Dylan Clarke · TikTok creator

8.0K views on this video

2 month TRT update. The good + what I’m fixing. Optimize. Don’t ego lift your hormones. #trt #testosterone #menshealth #bloodwork #hormoneoptimization

Frequently asked questions

Quick answers based on this video and our medical team review.

What does the video say about a pre-trt total testosterone of 590 ng/dl does not meet?

A pre-TRT total testosterone of 590 ng/dL does not meet the standard clinical definition of hypogonadism, which most guidelines set below 300 ng/dL (Bhasin et al., 2018, JCEM). This matters for how you frame risk versus benefit.

What does the video say about post-trt total testosterone of 1585 ng/dl exceeds the upper physiological?

Post-TRT total testosterone of 1585 ng/dL exceeds the upper physiological reference range (typically under 1000 ng/dL), placing this in enhancement territory rather than replacement, with corresponding higher risk of hematocrit elevation and lipid changes.

What does the video say about erythrocytosis occurs in roughly 11-18% of men on trt?

Erythrocytosis occurs in roughly 11-18% of men on TRT and is dose-dependent. Hematocrit above 52-54% raises cardiovascular risk through increased blood viscosity. The specific value matters and was not disclosed in this video.

What does the video say about therapeutic blood donation?

Therapeutic blood donation is a legitimate management strategy for TRT-related erythrocytosis, but should be disclosed to and coordinated with a prescribing clinician, not done unilaterally.

What does the video say about hdl reduction on trt?

HDL reduction on TRT is pharmacologically expected but not automatically benign. The absolute drop and baseline cardiovascular risk profile determine whether it requires active intervention beyond lifestyle changes.

What does the video say about free testosterone of 377 pg/ml post-trt?

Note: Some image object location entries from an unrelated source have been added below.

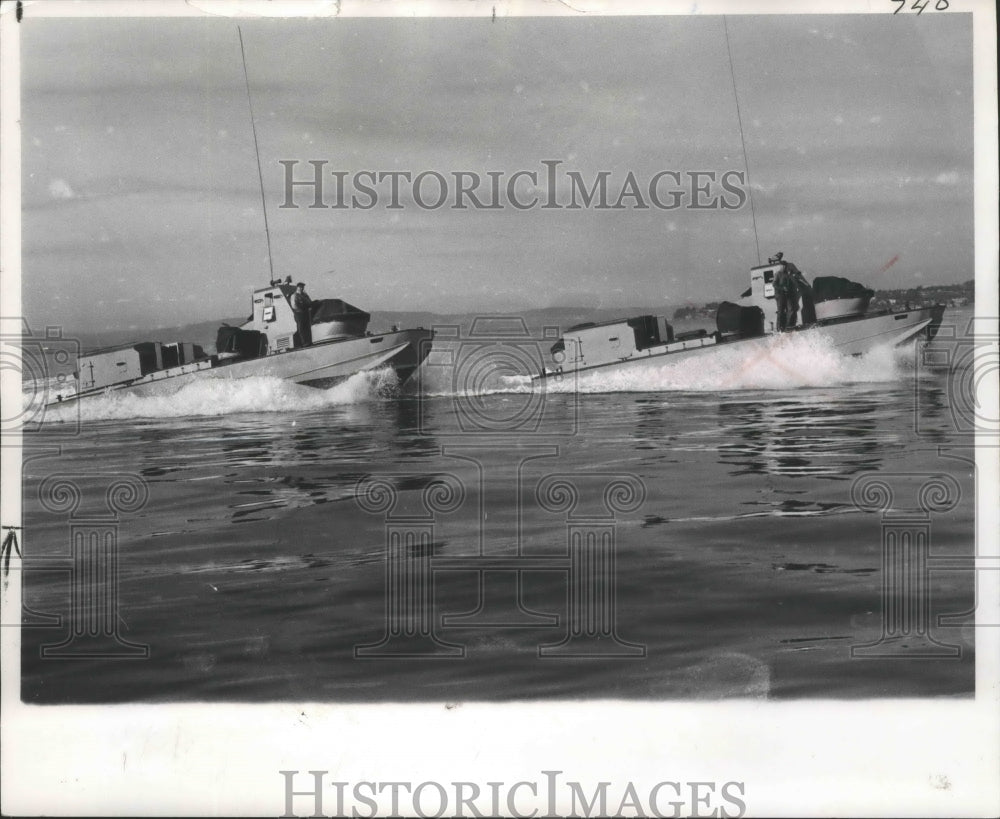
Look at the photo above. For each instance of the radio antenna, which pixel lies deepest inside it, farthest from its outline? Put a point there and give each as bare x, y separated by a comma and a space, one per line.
743, 142
256, 149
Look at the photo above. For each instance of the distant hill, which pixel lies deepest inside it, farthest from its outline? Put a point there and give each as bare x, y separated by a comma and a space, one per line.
684, 317
204, 332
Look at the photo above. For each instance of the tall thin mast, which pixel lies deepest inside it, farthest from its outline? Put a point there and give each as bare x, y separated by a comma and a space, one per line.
256, 149
739, 119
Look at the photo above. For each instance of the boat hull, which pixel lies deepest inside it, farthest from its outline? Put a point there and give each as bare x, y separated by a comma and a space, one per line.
852, 336
320, 365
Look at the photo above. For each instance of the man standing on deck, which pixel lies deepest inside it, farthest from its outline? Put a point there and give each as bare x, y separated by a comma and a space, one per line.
784, 295
807, 304
303, 319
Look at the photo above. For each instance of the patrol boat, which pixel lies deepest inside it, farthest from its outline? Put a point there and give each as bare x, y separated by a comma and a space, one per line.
841, 315
266, 344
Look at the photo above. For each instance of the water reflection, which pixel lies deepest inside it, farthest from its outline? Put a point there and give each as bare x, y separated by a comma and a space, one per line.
832, 438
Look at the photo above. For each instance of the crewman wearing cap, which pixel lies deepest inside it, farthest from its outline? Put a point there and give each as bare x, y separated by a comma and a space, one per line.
300, 309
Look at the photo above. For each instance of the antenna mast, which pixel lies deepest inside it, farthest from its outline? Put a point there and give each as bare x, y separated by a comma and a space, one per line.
739, 119
256, 149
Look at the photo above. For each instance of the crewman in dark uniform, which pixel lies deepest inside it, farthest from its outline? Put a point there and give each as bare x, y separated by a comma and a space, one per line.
301, 304
785, 299
805, 296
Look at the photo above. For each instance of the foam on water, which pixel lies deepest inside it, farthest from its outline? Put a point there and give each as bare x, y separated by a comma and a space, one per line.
777, 363
223, 396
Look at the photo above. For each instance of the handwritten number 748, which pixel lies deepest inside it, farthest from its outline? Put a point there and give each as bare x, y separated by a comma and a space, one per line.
919, 5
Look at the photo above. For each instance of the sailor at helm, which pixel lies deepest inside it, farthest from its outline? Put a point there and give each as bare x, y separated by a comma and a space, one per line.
300, 309
785, 293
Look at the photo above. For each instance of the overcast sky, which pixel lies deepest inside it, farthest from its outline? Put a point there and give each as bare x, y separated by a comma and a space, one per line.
142, 204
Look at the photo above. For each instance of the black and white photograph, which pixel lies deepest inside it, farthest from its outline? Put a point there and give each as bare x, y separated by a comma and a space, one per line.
499, 409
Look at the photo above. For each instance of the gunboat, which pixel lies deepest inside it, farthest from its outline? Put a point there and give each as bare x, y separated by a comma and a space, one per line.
841, 314
266, 344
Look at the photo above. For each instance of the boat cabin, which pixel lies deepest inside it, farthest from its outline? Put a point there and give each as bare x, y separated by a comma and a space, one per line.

Free testosterone of 377 pg/mL post-TRT is well above the physiological range and is the fraction most responsible for androgenic effects, including red blood cell stimulation and potential lipid changes.

Sources & references

Citations extracted from our medical team's review. Click any citation to search PubMed.

Educational use only. This fact-check is editorial content for general information. Nothing here is medical advice. Talk to a licensed provider about your specific situation before starting, stopping, or changing any supplement, peptide, or medication regimen.

Read More on This Topic

Our written guides go deeper with dosing details, comparison tables, and medical-team reviewed protocols.

Not medical advice. This video was made by Dylan Clarke, not by FormBlends. Our write-up above is an editorial review, not a medical recommendation. Talk to your doctor before making any decisions about medications or treatments.